Kedelai merupakan bahan pangan yang sudah tidak asing lagi bagi kita. Berbagai macam hasil olahan pangan dari bahan kedelai dapat kita temukan, seperti; susu kedelai, tempe, tahu, minyak dan lain-lainnya. Kandungan betasitosterol pada kedelai dapat menghambat penyerapan lemak dari dinding usus.
Penelitian ini bertujuan untuk mengetahui efek sari kedelai terhadap kadar kolesterol pada tikus yang diberi diet tinggi lemak selama 2 minggu dan untuk mengetahui dosis mana yang memberikan efek terbaik, dengan parameter yang diukur adalah kadar kolesterol total, kolesterol LDL, kolesterol HDL, dan Trigiserida.

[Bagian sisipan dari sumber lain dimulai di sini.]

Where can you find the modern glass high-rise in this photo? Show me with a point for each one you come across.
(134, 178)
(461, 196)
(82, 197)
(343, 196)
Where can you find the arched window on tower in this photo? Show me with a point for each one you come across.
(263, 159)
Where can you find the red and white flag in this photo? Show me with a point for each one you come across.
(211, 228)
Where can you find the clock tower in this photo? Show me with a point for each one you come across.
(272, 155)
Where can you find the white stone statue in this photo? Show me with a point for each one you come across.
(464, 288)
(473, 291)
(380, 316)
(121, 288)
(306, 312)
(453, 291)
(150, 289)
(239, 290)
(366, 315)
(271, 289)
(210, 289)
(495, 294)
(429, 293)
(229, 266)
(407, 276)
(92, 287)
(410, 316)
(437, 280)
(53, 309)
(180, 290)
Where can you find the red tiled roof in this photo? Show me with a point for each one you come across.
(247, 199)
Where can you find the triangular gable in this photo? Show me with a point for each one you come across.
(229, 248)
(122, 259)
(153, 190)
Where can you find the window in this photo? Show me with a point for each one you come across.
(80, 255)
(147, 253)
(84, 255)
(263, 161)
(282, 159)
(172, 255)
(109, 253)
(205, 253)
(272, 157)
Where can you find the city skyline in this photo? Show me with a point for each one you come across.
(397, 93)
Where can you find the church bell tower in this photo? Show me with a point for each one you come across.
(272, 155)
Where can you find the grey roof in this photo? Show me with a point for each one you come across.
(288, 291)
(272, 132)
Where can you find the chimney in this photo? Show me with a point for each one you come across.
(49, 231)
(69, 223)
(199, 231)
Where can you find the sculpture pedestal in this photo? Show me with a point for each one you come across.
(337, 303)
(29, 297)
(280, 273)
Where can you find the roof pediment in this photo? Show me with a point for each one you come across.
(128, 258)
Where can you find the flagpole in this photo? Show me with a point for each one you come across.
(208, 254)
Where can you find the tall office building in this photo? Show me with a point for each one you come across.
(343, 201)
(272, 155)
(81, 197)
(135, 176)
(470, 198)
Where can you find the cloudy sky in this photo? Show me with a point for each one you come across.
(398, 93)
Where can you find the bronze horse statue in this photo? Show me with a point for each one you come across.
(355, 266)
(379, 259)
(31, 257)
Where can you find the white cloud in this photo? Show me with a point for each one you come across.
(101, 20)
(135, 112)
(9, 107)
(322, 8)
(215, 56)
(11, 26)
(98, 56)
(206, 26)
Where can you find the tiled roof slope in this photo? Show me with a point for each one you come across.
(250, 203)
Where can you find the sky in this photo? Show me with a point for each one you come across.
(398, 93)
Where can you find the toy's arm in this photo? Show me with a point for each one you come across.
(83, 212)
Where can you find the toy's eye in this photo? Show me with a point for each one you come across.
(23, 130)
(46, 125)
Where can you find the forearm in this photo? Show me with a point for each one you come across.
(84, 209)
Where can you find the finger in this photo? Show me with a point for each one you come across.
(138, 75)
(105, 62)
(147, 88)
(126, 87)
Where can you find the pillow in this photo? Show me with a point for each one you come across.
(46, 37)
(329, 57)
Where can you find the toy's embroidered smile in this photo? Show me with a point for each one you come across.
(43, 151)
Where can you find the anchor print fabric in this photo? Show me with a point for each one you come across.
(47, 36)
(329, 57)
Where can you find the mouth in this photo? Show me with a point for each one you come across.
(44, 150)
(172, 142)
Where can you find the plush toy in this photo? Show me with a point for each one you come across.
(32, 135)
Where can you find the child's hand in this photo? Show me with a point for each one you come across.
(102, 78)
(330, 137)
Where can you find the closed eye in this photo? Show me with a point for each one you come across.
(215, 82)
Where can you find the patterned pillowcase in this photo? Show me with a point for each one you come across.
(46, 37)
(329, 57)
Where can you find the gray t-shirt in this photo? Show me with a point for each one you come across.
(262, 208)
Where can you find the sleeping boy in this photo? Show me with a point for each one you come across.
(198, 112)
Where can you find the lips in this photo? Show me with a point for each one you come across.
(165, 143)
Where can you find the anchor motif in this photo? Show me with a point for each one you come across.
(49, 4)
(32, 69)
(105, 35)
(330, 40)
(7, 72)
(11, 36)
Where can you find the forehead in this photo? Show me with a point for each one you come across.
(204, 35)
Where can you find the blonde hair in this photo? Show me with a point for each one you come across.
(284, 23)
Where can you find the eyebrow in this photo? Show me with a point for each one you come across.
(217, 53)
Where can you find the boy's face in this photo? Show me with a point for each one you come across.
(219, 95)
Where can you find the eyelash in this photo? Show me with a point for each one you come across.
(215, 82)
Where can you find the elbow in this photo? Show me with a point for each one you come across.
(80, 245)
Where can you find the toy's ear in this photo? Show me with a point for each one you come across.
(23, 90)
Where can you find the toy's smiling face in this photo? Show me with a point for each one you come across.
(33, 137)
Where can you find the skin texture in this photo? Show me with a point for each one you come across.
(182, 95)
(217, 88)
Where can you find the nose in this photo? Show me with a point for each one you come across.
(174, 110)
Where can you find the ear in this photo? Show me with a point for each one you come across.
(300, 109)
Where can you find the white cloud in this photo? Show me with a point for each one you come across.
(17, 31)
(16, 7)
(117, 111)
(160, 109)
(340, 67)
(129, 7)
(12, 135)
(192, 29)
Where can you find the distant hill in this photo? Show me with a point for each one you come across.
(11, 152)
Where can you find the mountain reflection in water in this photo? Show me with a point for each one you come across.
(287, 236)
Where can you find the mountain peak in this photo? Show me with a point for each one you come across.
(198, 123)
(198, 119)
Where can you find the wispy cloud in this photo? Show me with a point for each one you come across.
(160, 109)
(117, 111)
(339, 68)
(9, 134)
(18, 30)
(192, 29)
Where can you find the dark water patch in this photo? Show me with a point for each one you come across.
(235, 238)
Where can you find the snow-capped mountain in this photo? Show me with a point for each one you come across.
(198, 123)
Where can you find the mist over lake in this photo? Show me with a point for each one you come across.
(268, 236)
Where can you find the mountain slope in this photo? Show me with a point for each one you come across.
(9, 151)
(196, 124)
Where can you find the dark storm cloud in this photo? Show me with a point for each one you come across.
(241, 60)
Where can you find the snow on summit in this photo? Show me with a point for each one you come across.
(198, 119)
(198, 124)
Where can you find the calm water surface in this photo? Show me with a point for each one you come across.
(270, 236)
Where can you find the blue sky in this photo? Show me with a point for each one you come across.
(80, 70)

Jenis penelitian yang digunakan adalah eksperimental sungguhan (True eksperimental research) yaitu menyelidiki kemungkinan saling berhubungan sebab akibat dengan cara menggunakan salah satu atau lebih kondisi perlakuan. Rancangan penelitian yang digunakan yaitu Rancangan Acak Lengkap dengan lima perlakuan (Tanpa perlakuan, DTL (diet tinggi lemak), DTL + 15% sari kedelai, DTL + 20% sari kedelai, dan DTL + 25% sari kedelai) dan lima kali ulangan.
Berdasarkan hasil analisis varian diketahui bahwa terdapat pengaruh yang sangat nyata antara pemberian sari kedelai terhadap kadar kolesterol total, kolesterol LDL, dan trigliserida, kecuali pada parameter kolesterol HDL. Adanya pengaruh yang sangat nyata antara sari kedelai dengan kadar kolesterol dalam darah ditunjukkan oleh nilai Fhitung > Ftabel. Dan dosis sari kedelai terbaik dalam menurunkan kadar kolesterol dalam darah adalah 20%.